An overwhelming majority of Australia and New Zealand's employers (84 per cent) admit they made too many redundancies during the downturn and now lack the right teams to grow their organisations.
The findings of the Hudson 20:20 Series Report released today (25 August) revealed that 80 per cent of employers have an active focus on growth but their attempts to rebuild and improve the strength of their workforce are falling flat.
According to the report, which was based on interviews with 605 employers and 1,690 employees throughout Australia and New Zealand, employers say the market is now more competitive, skills shortages are returning and increasing market liquidity is putting power back into the hands of employees.

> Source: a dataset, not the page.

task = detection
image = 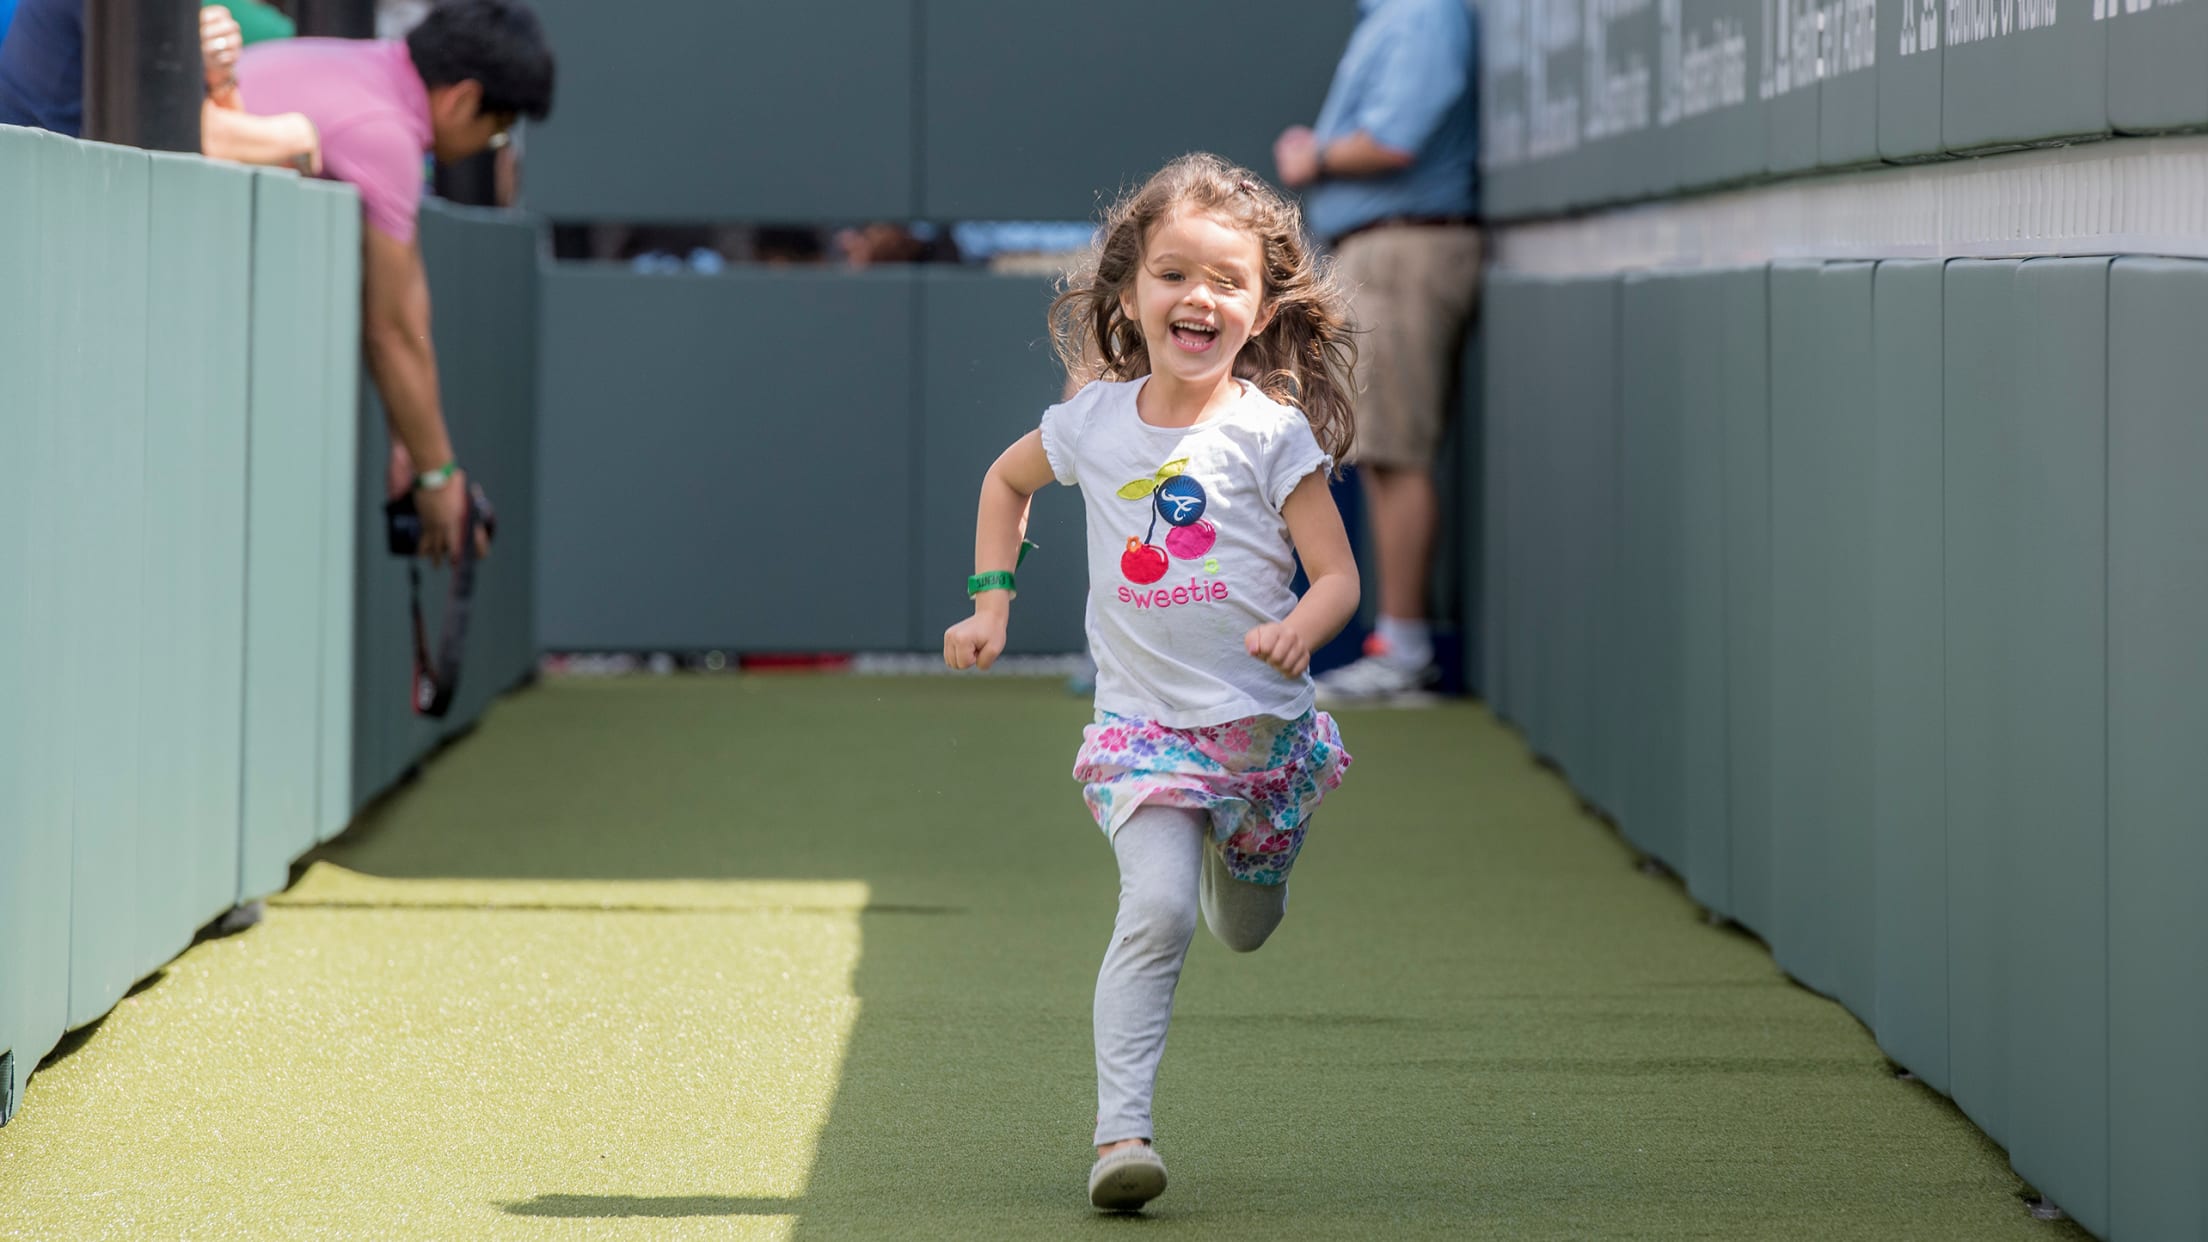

"Employers cannot afford to make hiring mistakes as they endeavour to rebuild their teams and position their organisations for growth," said practice director of Hudson Accounting and Finance, Dean Davidson. Davidson noted that a bad hire will damage a team and have a negative effect on existing high performers and warned of the real risk that a bad appointment could see existing high performers move on.
"During the downturn many organisations 'cut the fat' but these results suggest that many also 'cut into the muscle'," he said.
"Employers desperately need to bolster not only the size, but also the strength of their teams to bring their businesses back to a place where they can compete effectively in their markets and establish a solid foundation for sustainable, long-term growth."